Yeah, oh; that’s about the only response there is to news like that. Smart kid.

Then Markie said something that completely blew me away.

“Dutchdeefuddy, I want to be just like you when I grow up.”

“Why?”

“ ’Cause when I asked everyone else about the ’vorce, they didn’t tell me the truth. But you did.”

“And that’s a good thing?”

“Uh-huh, ’cause now I know.”

Well, sure, every kid should have a full working knowledge of ’vorces, I thought.

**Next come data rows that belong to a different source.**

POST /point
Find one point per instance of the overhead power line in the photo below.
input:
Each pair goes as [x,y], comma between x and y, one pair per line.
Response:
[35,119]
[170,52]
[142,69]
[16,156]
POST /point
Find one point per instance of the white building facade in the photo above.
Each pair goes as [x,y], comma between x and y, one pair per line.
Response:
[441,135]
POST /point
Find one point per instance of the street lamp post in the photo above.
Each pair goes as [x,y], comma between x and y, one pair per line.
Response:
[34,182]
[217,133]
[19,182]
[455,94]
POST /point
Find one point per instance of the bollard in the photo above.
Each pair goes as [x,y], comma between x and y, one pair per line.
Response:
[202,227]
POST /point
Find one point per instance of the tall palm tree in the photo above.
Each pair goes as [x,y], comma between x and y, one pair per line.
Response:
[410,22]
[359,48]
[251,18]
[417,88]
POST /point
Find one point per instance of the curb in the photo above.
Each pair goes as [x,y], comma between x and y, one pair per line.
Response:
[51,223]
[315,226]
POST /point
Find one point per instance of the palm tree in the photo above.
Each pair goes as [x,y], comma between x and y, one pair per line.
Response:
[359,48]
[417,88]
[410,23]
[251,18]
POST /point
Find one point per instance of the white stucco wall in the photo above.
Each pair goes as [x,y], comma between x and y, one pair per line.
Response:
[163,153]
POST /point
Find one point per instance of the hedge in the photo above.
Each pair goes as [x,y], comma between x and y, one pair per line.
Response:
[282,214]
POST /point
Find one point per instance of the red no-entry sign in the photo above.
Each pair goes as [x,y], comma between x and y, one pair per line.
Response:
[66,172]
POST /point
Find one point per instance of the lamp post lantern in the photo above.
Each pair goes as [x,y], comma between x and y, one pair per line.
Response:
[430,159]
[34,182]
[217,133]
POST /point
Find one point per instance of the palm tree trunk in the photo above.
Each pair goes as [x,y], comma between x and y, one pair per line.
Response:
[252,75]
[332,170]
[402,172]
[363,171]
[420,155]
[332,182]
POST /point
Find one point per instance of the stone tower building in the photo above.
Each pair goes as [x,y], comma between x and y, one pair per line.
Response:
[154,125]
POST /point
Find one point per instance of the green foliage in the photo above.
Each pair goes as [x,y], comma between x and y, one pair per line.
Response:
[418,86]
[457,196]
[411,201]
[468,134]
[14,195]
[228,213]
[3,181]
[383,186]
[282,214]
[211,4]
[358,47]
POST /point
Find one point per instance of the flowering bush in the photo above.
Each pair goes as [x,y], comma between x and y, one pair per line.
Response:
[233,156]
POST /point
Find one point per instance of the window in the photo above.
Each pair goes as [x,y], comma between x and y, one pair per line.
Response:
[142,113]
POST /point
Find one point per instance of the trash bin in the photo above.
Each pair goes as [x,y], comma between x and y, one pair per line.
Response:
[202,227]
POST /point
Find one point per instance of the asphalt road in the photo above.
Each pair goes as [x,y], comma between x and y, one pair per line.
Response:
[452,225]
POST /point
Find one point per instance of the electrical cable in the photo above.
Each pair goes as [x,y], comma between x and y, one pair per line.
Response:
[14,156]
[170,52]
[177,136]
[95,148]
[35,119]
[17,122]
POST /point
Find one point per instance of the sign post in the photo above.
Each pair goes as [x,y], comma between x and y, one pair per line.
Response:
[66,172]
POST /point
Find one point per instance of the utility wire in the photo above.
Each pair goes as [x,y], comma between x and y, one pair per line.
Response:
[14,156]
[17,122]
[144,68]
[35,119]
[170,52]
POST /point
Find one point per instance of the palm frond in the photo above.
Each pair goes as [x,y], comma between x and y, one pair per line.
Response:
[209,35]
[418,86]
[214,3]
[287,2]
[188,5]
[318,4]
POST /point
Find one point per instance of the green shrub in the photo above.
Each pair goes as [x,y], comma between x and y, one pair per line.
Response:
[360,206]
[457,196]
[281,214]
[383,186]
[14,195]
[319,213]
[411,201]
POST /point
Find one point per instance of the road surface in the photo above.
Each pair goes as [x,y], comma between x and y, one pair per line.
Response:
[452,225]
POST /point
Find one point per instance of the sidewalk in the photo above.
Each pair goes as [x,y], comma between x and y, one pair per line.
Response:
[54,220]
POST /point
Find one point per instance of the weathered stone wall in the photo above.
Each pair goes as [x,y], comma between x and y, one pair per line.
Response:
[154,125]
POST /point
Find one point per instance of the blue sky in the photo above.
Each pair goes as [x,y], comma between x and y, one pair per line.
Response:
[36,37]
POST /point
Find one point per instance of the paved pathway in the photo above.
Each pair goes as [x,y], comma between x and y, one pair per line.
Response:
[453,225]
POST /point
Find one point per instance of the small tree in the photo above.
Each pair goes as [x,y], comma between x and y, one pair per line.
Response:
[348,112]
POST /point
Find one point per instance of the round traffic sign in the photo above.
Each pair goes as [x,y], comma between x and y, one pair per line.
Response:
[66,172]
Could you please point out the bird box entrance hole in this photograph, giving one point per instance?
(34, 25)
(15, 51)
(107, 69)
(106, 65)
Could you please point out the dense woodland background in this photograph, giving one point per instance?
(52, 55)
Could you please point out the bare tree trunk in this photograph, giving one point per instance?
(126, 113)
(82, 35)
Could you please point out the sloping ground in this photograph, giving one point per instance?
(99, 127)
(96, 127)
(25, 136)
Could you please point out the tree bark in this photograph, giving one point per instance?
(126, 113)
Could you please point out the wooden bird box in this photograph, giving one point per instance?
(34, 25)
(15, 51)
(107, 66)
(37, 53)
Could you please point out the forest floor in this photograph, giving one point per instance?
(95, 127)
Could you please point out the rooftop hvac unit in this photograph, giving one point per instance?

Then Markie said the second most astonishing thing ever.

“You’re my dutchdeefuddy.”

“What does that mean, anyway?”

“Best, most favorite buddy. In the world forever.” He slipped his little paw into my hand and looked up at me with the sweetest smile I have ever seen in the world forever.

All those times, I’d thought he was babbling, and here the kid had been telling me how much he liked me.

“Thanks, Markie, you’re my dutchdeefuddy too.”

Maybe the truth, in small, preschool-sized doses, wouldn’t be such a bad thing after all.

Markie, holding my hand and swinging his feet as he sat on a kitchen chair, looked pretty calm.

The opposite of how I felt.

Maybe Dutchdeefuddy was on to something.

’d gotten home late from babysitting the night before. I hadn’t told Dutchdeefuddy’s parents about our talk. I was feeling about as wiped out as they looked. Romantic dates, right. My guess was that they’d been in a lawyer’s office.